There is a common assumption among engineering teams entering healthcare AI that the regulatory environment is hostile, that the requirements are vague, and that compliance will be a quarter-long retrofit. The first two are wrong. The third is a self-inflicted wound.
I want to write about what regulators are actually asking for, based on the guidance documents and on my work with clients who have shipped clinical AI in regulated environments. Most of the guidance is more pragmatic than teams assume.
The four things they consistently ask for
Across the FDA, ONC, the Joint Commission, and most state regulators, the asks converge on four themes. These are not exhaustive, but they are stable.
Documentation of the model's intended use, including the patient population, the clinical setting, and the specific decision the model is intended to inform. This is not boilerplate. The intended use statement constrains the evaluation, the deployment, and the post-market monitoring. Models drift outside their intended use, and the documentation is what allows the deviation to be detected.
Evaluation of the model on a representative dataset, with performance reported on subgroups. The subgroup reporting is non-negotiable. A model that performs well on average and poorly on a subpopulation is a model that creates harm. Regulators want to see the breakdown.
A monitoring plan for production performance, with thresholds that trigger review. The model in production is not the model that was evaluated. Performance drifts. The plan has to name what is being monitored, who is monitoring it, and what happens when the threshold is breached.
A change management process for model updates, including re-evaluation criteria and a path back to the prior version if the new one underperforms. Regulators are aware that models will be updated. They want the updates to be governed.

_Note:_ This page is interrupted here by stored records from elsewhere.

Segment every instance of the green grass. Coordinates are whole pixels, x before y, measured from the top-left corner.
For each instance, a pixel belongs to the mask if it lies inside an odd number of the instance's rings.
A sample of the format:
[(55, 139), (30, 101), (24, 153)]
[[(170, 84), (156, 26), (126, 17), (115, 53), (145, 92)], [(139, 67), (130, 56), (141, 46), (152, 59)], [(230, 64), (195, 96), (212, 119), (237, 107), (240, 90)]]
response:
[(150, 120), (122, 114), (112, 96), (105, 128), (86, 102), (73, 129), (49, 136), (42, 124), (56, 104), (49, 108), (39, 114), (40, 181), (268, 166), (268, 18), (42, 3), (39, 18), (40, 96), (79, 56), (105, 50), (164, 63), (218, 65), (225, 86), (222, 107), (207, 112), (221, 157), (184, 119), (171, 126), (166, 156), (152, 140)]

What is not in the guidance
A few things worth naming because they consume engineering discussion and are not what regulators are asking for.
Explainability of every prediction. Some regulators ask for this in narrow contexts. Most do not. What they ask for is that the clinical user understands what the model is and what it is not, that the model's role in the decision is documented, and that the user has the information needed to override.
A particular model architecture. Regulators do not have a view on whether you use a gradient-boosted ensemble or a transformer. They have a view on whether the model is evaluated, monitored, and governed.
Real-time auditability of every inference. Audit logs are expected, but the bar is forensic reconstruction over a reasonable retention period, not real-time replay. The operational burden is lower than teams assume.
The trap teams fall into
The most common trap is to defer regulatory engagement until late in the build, treat compliance as a paperwork exercise, and discover late that the architecture cannot produce the artefacts the guidance asks for.
The specific failure mode I have seen repeatedly. The team builds the model and the inference pipeline. Compliance asks for subgroup performance. The team realises the training data does not have the subgroup labels needed. The team realises the inference pipeline does not log the inputs needed to recover subgroup at inference time. The retrofit takes a quarter.
The fix is to design the artefacts the guidance asks for into the system from week one. The artefacts are not exotic. They are subgroup performance breakdowns, inference logs with the right metadata, intended-use documentation, and a monitoring dashboard. None of these are technically difficult. They have to be in the system from the start.
The artefact list I use
A short list of artefacts I have my clients commit to building before they ship a clinical AI system, regardless of the specific regulator they will engage with.
A model card that documents the intended use, the training population, the evaluation methodology, and the known limitations.
A subgroup performance report that breaks down the primary performance metric by relevant demographic and clinical subgroups, including age band, sex, race and ethnicity where available, and key comorbidity status. The report is updated quarterly against new production data.
An inference log that captures the inputs, the prediction, the prediction confidence, the model version, and the user who acted on it. The log is retained for the period the regulator specifies, and it is queryable for forensic reconstruction.
A monitoring dashboard that tracks performance metrics on a rolling window, with alerts when performance drifts beyond a threshold. The dashboard is reviewed at a stated cadence by a named owner.
A change management runbook that documents how the model is re-evaluated when updated, what the rollback path is, and who is authorised to approve a rollout.
What this means for the schedule
A team that builds these artefacts as it builds the system ships compliant. A team that defers them ships a model and then takes a quarter to ship a compliant version of the model.
The first path costs a few extra weeks across the build. The second path costs a quarter at the end, plus the credibility cost of having a delayed launch. The math is not close.
Healthcare regulators are not the obstacle most teams treat them as. They are asking for things that any well-run production AI system should produce anyway. Reading the guidance and building to it is cheaper than the alternative.